6.2 Voor zover Woonstad al gehouden zou zijn kosten te vergoeden, dan dienen die dus berekend te worden vanaf 17 december 2009. Dergelijke kosten zijn er niet. De werkzaamheden die nadien nog zijn verricht stonden een normaal gebruik van de woning niet in de weg. Die latere werkzaamheden hebben hooguit enige ergernis veroorzaakt, maar dat is onvoldoende voor een schadevergoedingsplicht. Ook de einddatum van 21 januari 2010 klopt dus niet.
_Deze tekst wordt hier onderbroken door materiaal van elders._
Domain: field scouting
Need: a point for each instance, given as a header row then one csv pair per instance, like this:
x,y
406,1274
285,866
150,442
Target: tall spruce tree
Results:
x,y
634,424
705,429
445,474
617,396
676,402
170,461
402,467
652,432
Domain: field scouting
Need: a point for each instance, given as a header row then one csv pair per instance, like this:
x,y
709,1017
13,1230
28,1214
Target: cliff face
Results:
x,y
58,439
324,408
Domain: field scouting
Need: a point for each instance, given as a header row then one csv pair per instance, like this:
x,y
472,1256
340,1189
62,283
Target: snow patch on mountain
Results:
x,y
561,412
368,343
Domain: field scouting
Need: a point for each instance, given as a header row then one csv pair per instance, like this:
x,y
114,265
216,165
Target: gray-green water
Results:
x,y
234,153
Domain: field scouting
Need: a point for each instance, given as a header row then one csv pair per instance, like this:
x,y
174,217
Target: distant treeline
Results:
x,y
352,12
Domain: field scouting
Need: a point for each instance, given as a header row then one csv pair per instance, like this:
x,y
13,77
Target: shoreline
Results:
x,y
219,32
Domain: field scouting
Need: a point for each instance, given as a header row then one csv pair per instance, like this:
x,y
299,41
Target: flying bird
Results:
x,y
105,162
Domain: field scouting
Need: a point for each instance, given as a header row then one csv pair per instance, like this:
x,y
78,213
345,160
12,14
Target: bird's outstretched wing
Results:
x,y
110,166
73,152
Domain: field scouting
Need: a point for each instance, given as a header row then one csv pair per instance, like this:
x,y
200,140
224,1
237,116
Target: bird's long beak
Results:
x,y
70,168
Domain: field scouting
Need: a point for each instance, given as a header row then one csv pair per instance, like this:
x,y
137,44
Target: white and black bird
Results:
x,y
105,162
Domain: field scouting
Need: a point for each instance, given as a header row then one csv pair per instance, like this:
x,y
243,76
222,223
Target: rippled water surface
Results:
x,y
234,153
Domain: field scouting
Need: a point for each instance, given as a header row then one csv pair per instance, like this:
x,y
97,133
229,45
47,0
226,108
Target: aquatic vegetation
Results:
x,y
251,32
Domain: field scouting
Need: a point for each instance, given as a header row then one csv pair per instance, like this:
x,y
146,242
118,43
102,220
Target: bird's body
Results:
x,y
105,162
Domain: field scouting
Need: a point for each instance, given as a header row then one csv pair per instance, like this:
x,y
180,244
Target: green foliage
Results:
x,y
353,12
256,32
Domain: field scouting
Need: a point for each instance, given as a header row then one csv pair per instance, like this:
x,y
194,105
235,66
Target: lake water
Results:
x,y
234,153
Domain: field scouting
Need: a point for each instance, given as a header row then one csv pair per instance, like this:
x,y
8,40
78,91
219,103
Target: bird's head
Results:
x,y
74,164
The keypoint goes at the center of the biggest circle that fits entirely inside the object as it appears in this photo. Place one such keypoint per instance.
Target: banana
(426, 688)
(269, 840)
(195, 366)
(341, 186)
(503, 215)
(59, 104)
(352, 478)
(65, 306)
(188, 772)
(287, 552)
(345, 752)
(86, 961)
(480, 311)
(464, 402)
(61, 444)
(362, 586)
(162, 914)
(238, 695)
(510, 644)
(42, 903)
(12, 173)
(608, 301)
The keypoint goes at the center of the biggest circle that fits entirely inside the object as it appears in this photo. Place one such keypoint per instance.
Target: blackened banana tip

6.3 Het gestelde schadebedrag is onvoldoende onderbouwd.
7 De beoordeling
in conventie
7.1 Partijen twisten over de uitleg van de op 3 december 2009 gemaakte afspraken, zoals zij deze hebben vastgelegd in het handgeschreven stuk van die datum (zie 2.4). Het gaat hier dus om de uitleg van een overeenkomst. Daarbij komt het aan op de betekenis die zij over en weer aan de gedane mededelingen en de gebruikte bewoordingen in de gegeven omstandigheden redelijkerwijs hebben kunnen geven. Bij de beoordeling daarvan zijn alle omstandigheden van het geval van belang, steeds gewaardeerd naar de maatstaven van redelijkheid en billijkheid. Daarbij valt te denken aan de hoedanigheid van partijen, zoals een bijzondere deskundigheid of juist het ontbreken daarvan. In de praktijk komt ook vaak betekenis toe aan de betekenis die de gebruikte bewoordingen in het maatschappelijk verkeer normaal gesproken hebben. Stelplicht en eventuele bewijslast rusten op Woonstad. Zij beroept zich op de rechtsgevolgen van de gestelde feiten, te weten een verplichting van [gedaagde] mee te werken aan vrijgave van het depot ten behoeve van Woonstad. Tegen deze achtergrond overweegt de rechtbank als volgt.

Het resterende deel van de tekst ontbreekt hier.